Doug Millison millison at online-journalist.com
Fri Sep 29 10:47:55 CDT 2000


rj and Mackin in recent days have wondered how Pynchon could be 
considered to moralize, or have argued that he avoids moralizing.

Of course the notion of author as moralist is hardly new; serious 
readers, critics, and scholars quite easily talk of an author's moral 
stance or attitude, or of the way an author, through the use of 
irony or other rhetorical device, might make a moral judgement or 
otherwise comment on a particular character or event.

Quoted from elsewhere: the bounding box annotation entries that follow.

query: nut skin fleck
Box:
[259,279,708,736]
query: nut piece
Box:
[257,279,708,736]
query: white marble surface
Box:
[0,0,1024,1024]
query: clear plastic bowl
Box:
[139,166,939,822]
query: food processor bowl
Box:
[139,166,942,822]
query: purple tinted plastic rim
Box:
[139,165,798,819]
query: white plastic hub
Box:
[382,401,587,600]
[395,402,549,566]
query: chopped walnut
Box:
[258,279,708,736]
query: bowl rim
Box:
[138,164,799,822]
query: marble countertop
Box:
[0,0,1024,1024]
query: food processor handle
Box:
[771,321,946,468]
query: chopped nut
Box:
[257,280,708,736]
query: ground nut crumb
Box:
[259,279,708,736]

I tire of the 
Holocaust theme, so was pleased to read an article that illustrates 
how this works with regard to Pynchon's environmentalism.

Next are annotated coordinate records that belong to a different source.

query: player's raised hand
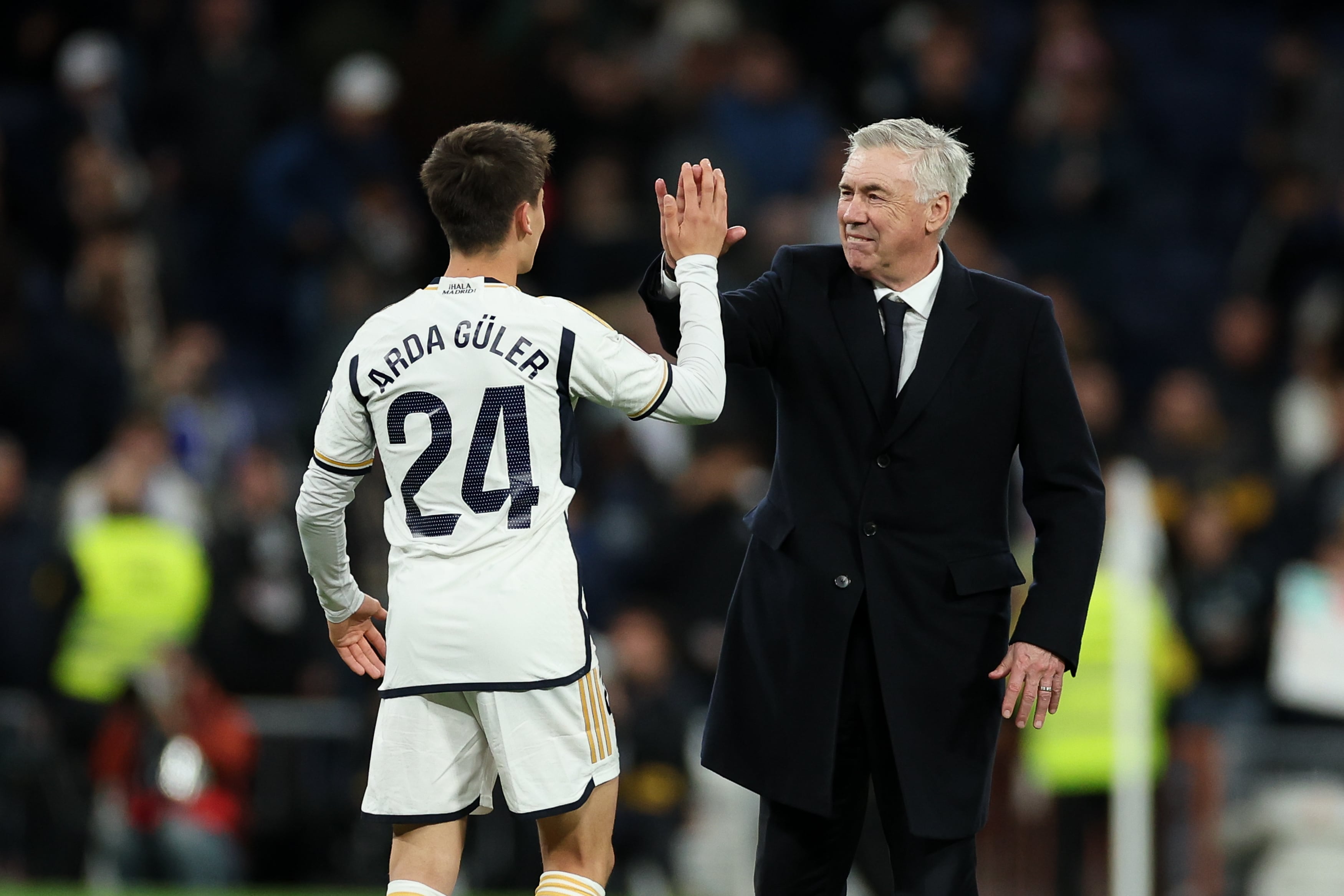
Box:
[327,594,387,678]
[653,159,747,265]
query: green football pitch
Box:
[0,880,531,896]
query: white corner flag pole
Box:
[1102,458,1163,896]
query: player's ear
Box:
[925,194,952,234]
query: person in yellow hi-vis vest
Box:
[51,459,210,704]
[1021,566,1196,896]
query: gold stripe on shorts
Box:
[536,872,597,896]
[583,672,606,762]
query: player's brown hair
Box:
[421,121,555,253]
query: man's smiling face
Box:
[836,148,942,282]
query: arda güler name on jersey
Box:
[368,314,551,392]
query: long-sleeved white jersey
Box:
[296,255,725,697]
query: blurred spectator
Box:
[90,650,257,887]
[200,446,329,693]
[1226,775,1344,896]
[706,32,839,210]
[1273,282,1344,482]
[155,0,298,326]
[159,0,297,203]
[943,210,1020,280]
[1071,360,1125,470]
[8,0,1344,896]
[61,414,210,540]
[1228,168,1344,309]
[650,442,769,699]
[1250,28,1344,184]
[1212,296,1278,469]
[56,31,136,159]
[1269,520,1344,721]
[1021,568,1195,896]
[1032,274,1105,361]
[570,416,667,629]
[536,152,660,300]
[0,432,75,691]
[607,608,698,892]
[51,450,210,704]
[155,324,255,490]
[1142,369,1276,532]
[860,9,1010,230]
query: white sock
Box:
[387,880,444,896]
[536,871,606,896]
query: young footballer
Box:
[297,122,727,896]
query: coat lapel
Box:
[831,265,895,423]
[883,246,980,445]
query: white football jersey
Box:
[298,255,723,696]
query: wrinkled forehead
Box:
[840,146,914,192]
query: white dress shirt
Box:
[872,246,942,392]
[663,246,942,392]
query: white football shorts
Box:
[363,657,621,825]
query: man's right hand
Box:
[653,159,747,267]
[327,594,387,678]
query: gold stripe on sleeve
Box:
[536,871,597,896]
[578,680,597,764]
[313,450,374,470]
[536,880,597,896]
[629,357,668,418]
[559,296,616,330]
[583,672,606,762]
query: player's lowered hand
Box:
[989,641,1064,728]
[327,594,387,678]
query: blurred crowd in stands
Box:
[0,0,1344,896]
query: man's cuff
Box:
[321,580,364,624]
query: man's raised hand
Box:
[327,594,387,678]
[989,641,1064,728]
[653,159,747,266]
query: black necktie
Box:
[878,297,910,395]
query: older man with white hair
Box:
[641,118,1105,896]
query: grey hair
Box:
[849,118,975,239]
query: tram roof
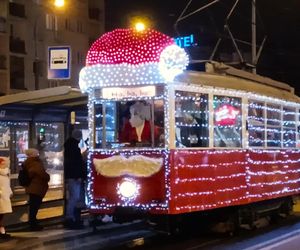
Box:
[0,86,87,107]
[176,62,300,102]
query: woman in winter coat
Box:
[23,148,50,231]
[0,157,12,239]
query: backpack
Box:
[18,166,31,187]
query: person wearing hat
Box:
[23,148,50,231]
[64,129,86,229]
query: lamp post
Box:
[33,0,65,90]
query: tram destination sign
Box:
[48,46,71,80]
[102,86,156,99]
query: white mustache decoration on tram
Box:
[93,155,163,177]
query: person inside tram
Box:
[120,101,159,146]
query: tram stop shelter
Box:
[0,86,88,227]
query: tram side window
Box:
[247,100,265,147]
[282,107,296,148]
[94,103,103,148]
[266,104,281,147]
[175,91,209,147]
[213,95,242,147]
[94,99,165,149]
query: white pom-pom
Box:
[158,45,189,81]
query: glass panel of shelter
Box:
[35,122,65,187]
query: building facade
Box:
[0,0,104,95]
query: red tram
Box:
[80,29,300,230]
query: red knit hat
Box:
[79,29,188,91]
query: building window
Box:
[77,20,84,33]
[10,56,25,89]
[175,91,209,148]
[65,18,72,31]
[46,14,58,31]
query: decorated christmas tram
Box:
[80,29,300,230]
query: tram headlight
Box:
[118,178,139,200]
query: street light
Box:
[33,0,65,90]
[54,0,65,8]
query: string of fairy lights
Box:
[80,30,300,212]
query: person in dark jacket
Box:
[23,148,50,231]
[64,130,86,229]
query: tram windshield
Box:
[94,99,165,149]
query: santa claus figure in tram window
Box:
[120,101,157,146]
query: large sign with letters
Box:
[48,46,71,80]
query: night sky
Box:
[105,0,300,95]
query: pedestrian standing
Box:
[64,130,86,229]
[23,148,50,231]
[0,157,12,239]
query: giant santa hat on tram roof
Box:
[79,29,188,92]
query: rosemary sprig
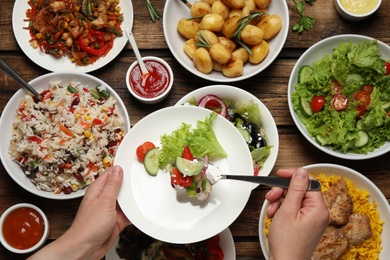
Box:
[195,30,211,48]
[146,0,162,22]
[232,11,264,55]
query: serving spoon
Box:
[125,28,149,77]
[0,59,42,100]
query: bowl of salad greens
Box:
[288,34,390,160]
[176,85,279,189]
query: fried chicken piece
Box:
[311,226,348,260]
[341,213,372,246]
[324,178,353,227]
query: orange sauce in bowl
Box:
[2,207,45,250]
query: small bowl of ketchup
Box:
[0,203,49,254]
[126,56,173,104]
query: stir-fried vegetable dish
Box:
[26,0,123,66]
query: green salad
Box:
[292,40,390,154]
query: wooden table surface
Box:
[0,0,390,259]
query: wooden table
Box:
[0,0,390,259]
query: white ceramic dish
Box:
[115,106,253,244]
[125,56,174,105]
[0,203,50,254]
[287,34,390,160]
[12,0,134,72]
[163,0,290,82]
[334,0,382,22]
[176,85,279,189]
[0,72,130,200]
[106,228,236,260]
[259,163,390,259]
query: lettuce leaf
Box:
[158,112,227,169]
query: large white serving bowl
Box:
[0,72,130,200]
[163,0,290,82]
[259,163,390,259]
[115,106,253,244]
[176,85,279,188]
[287,34,390,160]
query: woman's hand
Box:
[266,168,329,260]
[31,166,130,259]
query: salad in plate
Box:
[292,40,390,154]
[136,112,227,201]
[183,94,272,176]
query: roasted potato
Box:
[192,48,213,74]
[222,58,244,78]
[222,0,245,9]
[211,0,230,21]
[199,14,225,32]
[177,18,199,40]
[209,43,232,64]
[249,41,269,64]
[240,24,264,45]
[257,14,282,40]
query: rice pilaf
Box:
[264,174,384,260]
[9,81,125,194]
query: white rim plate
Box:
[0,72,130,200]
[12,0,134,73]
[115,106,253,244]
[163,0,290,82]
[287,34,390,160]
[106,228,236,260]
[176,85,279,189]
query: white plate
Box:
[176,85,279,189]
[287,34,390,160]
[12,0,134,73]
[163,0,290,82]
[106,228,236,260]
[115,106,253,244]
[0,72,130,200]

A recent example occurs in Thomas Shaub's article, "The Environmental 
Pynchon:  _Gravity's Rainbow_ and the Ecological Context," published 
in Pynchon Notes #42-43.  The article is a fine discussion that puts 
"_Gravity's Rainbow_ in the intertextual field of environmental 
discourse of the 1960s and 1970s" and which draws meaningful 
connections between the writings of environmentalists (including 
Rachel Carson, Barry Commoner, and many others) and GR.

Schaub observes that "late in Slothrop's progress, the narrator notes 
that Tyrone has become 'intensely alert to trees, finally' and goes 
on to say, 'With the moral judgement implicit in that reprimand 
("finally"), the text begins to read like leaflets handed out by 
Earth First! or Greenpeace."

A bit later in his article, Schaub says, "The plastic motif allows 
Pynchon to build the ecological consciousness of the 1960s into the 
technology and culture of the Second World War as a kind of moral 
judgment on them."

Schaub's article is good, not least when he  talks about plastic and 
"Captain Blicero, Gravity's Rainbow's allegorical figure of death."

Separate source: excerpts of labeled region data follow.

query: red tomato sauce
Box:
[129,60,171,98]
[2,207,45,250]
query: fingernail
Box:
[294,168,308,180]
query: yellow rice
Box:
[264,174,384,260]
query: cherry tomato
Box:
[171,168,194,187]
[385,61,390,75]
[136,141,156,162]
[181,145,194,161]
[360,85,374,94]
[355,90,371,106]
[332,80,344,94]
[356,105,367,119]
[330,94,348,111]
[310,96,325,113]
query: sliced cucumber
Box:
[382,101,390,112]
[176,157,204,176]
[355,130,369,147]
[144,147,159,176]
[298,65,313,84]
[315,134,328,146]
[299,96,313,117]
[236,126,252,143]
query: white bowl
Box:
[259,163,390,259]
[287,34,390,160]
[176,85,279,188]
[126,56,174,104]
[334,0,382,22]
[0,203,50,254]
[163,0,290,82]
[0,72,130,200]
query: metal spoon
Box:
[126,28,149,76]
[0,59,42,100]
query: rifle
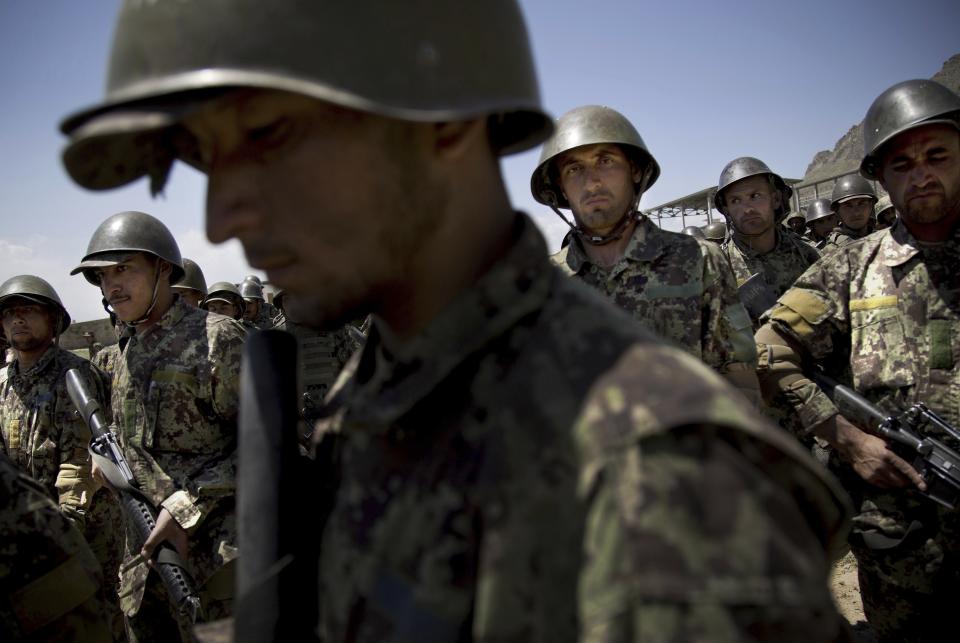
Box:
[66,368,200,623]
[813,371,960,510]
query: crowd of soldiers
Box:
[0,0,960,643]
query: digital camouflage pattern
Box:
[721,226,820,326]
[552,217,756,373]
[318,217,846,643]
[823,219,873,252]
[0,344,110,529]
[0,453,113,643]
[760,222,960,640]
[112,297,244,618]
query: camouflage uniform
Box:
[761,222,960,640]
[823,220,873,252]
[552,217,757,373]
[0,453,112,643]
[318,217,845,643]
[721,226,820,325]
[112,298,244,640]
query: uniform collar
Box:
[342,213,558,429]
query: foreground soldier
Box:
[71,212,243,641]
[0,275,123,639]
[826,174,877,250]
[757,80,960,641]
[0,453,114,643]
[716,156,820,326]
[807,199,837,250]
[173,258,207,308]
[530,105,757,397]
[65,0,843,643]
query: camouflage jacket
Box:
[112,298,244,615]
[761,222,960,429]
[317,216,845,643]
[552,217,756,373]
[0,453,113,643]
[0,345,110,526]
[722,226,820,323]
[823,221,873,252]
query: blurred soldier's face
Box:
[555,144,643,234]
[837,197,873,235]
[185,90,442,327]
[207,299,239,319]
[0,298,54,353]
[723,175,780,236]
[880,124,960,226]
[97,252,171,322]
[173,288,203,308]
[810,214,837,239]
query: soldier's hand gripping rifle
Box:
[66,368,200,623]
[813,371,960,509]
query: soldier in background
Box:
[0,275,123,640]
[826,174,877,249]
[173,258,207,308]
[0,452,115,643]
[716,156,820,326]
[806,199,837,250]
[873,195,897,230]
[530,105,757,397]
[71,212,244,643]
[64,0,844,643]
[757,80,960,641]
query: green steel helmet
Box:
[60,0,551,192]
[0,275,70,335]
[703,221,727,242]
[873,195,893,217]
[830,174,877,210]
[530,105,660,208]
[70,211,183,286]
[715,156,793,223]
[200,281,244,319]
[240,281,263,301]
[806,199,836,225]
[860,80,960,180]
[173,257,207,299]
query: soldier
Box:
[783,210,807,237]
[826,174,877,249]
[71,212,243,641]
[703,221,727,245]
[757,80,960,641]
[0,275,123,640]
[806,199,837,250]
[64,0,844,643]
[173,258,207,308]
[873,196,897,230]
[0,452,114,643]
[200,281,246,329]
[530,105,758,397]
[716,156,820,326]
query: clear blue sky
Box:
[0,0,960,320]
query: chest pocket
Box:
[850,295,916,393]
[143,366,220,454]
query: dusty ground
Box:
[830,552,877,643]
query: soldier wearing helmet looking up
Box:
[716,156,820,326]
[173,257,207,308]
[530,105,759,399]
[64,0,844,643]
[756,80,960,641]
[806,199,837,250]
[827,174,877,248]
[71,212,244,642]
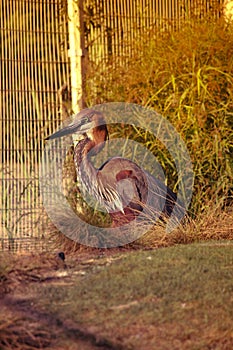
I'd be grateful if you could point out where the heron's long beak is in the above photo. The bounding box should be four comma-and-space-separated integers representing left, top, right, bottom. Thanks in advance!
46, 111, 95, 140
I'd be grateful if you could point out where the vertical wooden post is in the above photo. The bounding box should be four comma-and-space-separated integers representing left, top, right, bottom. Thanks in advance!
68, 0, 83, 113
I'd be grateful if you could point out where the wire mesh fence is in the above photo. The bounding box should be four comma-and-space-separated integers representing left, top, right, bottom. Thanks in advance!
0, 0, 226, 251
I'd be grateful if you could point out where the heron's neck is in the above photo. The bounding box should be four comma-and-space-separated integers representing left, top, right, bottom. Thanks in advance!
74, 137, 97, 191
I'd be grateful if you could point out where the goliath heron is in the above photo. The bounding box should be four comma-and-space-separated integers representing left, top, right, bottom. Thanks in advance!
47, 109, 180, 227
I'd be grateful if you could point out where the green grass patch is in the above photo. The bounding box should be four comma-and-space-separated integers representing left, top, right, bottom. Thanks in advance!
34, 242, 233, 350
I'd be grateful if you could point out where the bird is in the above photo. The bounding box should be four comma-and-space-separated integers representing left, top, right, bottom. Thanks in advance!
46, 108, 183, 227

Schaub also offers his own take on what the "central theme" of GR might be:

"The book [Rachel Carson's _Silent Spring_] has once been titled 'The 
Control of Nature,' and it closes on that note:  'The "control of 
nature" is a phrase conceived in arrogance, born of the Neanderthal 
age of biology and philosophy, when it was supposed that nature 
exists for the convenience of man" (197). This, it might be argued, 
is the central theme of _Gravity's Rainbow_."